League / conference affiliations
- Ontario Rugby Football Union

= Windsor Royals (football) =

The Windsor Royals were a football team from Windsor, Ontario and a member of the Ontario Rugby Football Union, a league that preceded the Canadian Football League and contested for the Grey Cup until the team folded after the 1952 season.

==History==

The Windsor football club first began as the Windsor Rockets in 1945 as a member of the Ontario Rugby Football Union where they primarily played their home games out of Jackson Park. They finished the 1945 season winless, and their fortunes would not improve by much over the course of their eight-year history. The club never finished above .500, never finished higher than 3rd place, and never qualified for the post-season. The team was known as the Rockets until 1950, when they were renamed the Windsor Royals.

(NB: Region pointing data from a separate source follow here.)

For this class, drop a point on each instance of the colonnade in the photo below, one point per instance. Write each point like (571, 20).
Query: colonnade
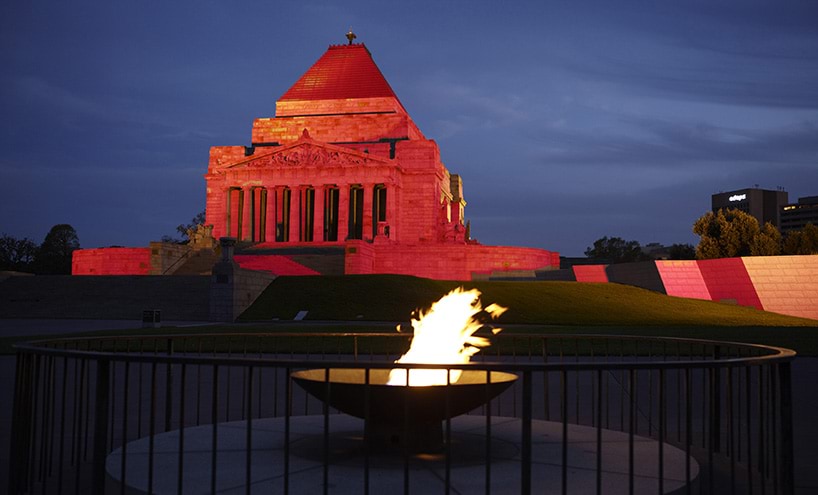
(308, 213)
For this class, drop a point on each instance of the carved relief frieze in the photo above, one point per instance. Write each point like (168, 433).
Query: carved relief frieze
(309, 156)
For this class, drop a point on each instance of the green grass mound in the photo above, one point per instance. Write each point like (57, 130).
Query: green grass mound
(396, 297)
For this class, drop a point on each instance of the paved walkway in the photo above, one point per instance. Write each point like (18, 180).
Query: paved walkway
(805, 373)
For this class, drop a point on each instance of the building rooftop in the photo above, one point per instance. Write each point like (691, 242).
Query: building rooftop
(343, 72)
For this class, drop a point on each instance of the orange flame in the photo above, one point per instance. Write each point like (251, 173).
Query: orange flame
(445, 335)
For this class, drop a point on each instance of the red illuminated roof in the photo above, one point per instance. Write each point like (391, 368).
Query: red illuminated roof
(344, 71)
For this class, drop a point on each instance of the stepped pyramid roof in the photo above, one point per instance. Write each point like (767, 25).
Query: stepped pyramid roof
(343, 72)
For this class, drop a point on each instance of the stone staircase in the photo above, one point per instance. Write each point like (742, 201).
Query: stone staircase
(316, 260)
(199, 263)
(184, 298)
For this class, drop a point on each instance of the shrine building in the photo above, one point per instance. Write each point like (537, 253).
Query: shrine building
(342, 172)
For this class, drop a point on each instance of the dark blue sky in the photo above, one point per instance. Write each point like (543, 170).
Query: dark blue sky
(568, 121)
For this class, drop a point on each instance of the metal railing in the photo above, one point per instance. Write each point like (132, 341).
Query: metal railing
(145, 414)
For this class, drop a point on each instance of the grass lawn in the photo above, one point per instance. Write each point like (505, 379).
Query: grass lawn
(534, 307)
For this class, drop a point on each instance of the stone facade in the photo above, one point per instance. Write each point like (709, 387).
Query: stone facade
(340, 168)
(343, 164)
(781, 284)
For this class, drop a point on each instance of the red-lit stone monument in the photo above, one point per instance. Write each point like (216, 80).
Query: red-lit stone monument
(342, 161)
(343, 166)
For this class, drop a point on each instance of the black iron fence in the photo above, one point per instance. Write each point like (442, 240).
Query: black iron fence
(222, 414)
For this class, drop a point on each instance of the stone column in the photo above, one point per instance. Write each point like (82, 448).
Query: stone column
(318, 215)
(246, 233)
(295, 213)
(270, 217)
(228, 202)
(343, 212)
(369, 191)
(391, 210)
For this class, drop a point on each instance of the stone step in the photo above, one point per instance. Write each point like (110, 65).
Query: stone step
(105, 297)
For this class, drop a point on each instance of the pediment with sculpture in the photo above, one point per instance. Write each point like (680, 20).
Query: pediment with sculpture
(308, 152)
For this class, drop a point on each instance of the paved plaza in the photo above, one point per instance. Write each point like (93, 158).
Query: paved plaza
(805, 370)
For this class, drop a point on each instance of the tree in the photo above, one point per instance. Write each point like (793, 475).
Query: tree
(616, 250)
(804, 241)
(726, 234)
(182, 229)
(682, 252)
(767, 242)
(16, 254)
(54, 255)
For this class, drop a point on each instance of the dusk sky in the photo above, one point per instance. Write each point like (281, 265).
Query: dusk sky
(568, 121)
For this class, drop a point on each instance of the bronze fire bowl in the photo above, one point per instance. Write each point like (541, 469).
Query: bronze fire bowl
(409, 416)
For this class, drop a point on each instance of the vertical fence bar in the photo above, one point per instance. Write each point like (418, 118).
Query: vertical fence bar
(249, 433)
(21, 425)
(61, 455)
(787, 456)
(748, 399)
(180, 471)
(599, 432)
(762, 456)
(525, 471)
(101, 425)
(123, 464)
(631, 428)
(214, 416)
(325, 412)
(288, 394)
(488, 431)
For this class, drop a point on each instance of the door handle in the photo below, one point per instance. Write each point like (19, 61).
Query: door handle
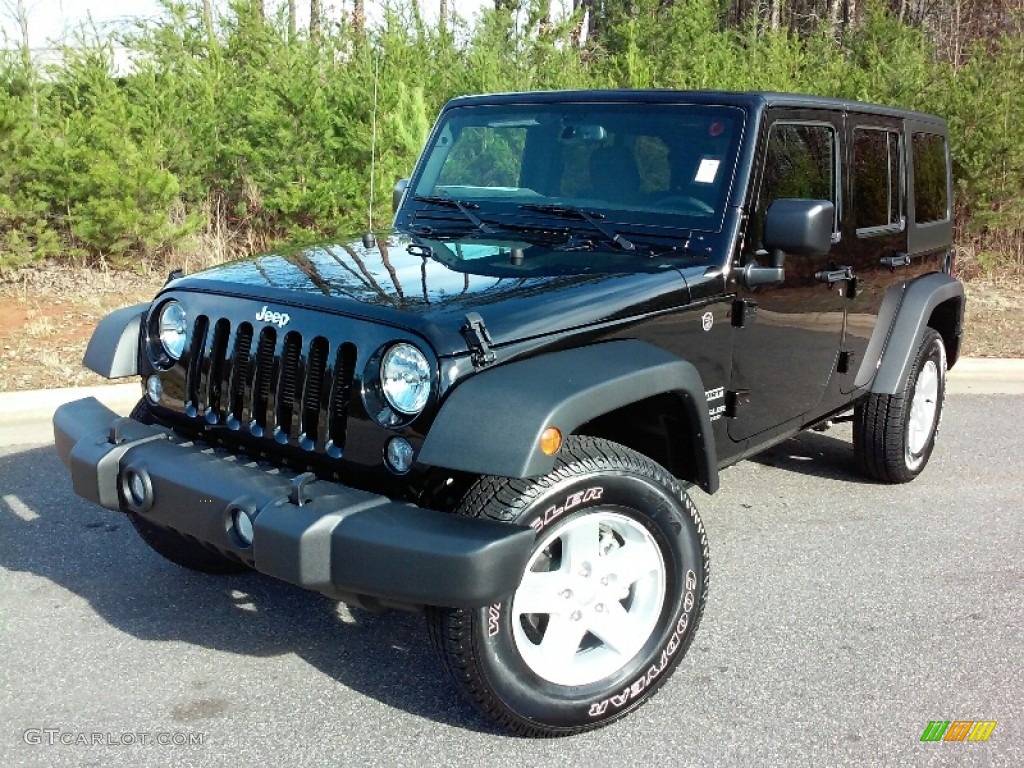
(832, 276)
(896, 259)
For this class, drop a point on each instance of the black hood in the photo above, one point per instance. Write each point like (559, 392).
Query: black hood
(422, 286)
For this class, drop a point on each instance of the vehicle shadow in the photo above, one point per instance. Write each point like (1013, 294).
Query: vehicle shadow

On October 21, 1952, it was announced that the Windsor Royals had withdrawn from the ORFU, meaning that their three remaining games would be cancelled. The Royals had lost all nine games that season and had not won a game since 1950. As a result, attendance at games was dwindling, causing problems with funding and being able to pay players. While there were plans to come back in 1953, those plans never came to fruition, and the Windsor football club folded after the 1952 season.

==Seasons==

| Season | W | L | T | PF | PA | Pts | Finish | Playoffs |
|---|---|---|---|---|---|---|---|---|
| 1945 | 0 | 7 | 0 | 20 | 126 | 0 | 5th, ORFU | Missed playoffs |
| 1946 | 3 | 7 | 0 | 61 | 138 | 6 | 5th, ORFU | Missed playoffs |
| 1947 | 4 | 6 | 0 | 86 | 138 | 8 | 5th, ORFU | Missed playoffs |
| 1948 | 0 | 8 | 1 | 40 | 245 | 1 | 4th, ORFU | Missed playoffs |
| 1949 | 5 | 7 | 0 | 142 | 108 | 10 | 3rd, ORFU | Missed playoffs |
| 1950 | 2 | 6 | 0 | 52 | 176 | 4 | 3rd, ORFU | Missed playoffs |
| 1951 | 0 | 10 | 0 | 27 | 286 | 0 | 4th, ORFU | Missed playoffs |
| 1952 | 0 | 9 | 0 | 60 | 274 | 0 | 4th, ORFU | Folded after nine games |

- The Windsor Royals were scheduled to play 12 games in 1952, but the last three were canceled after the club withdrew from play. The Royals stopped competing in the ORFU after this season.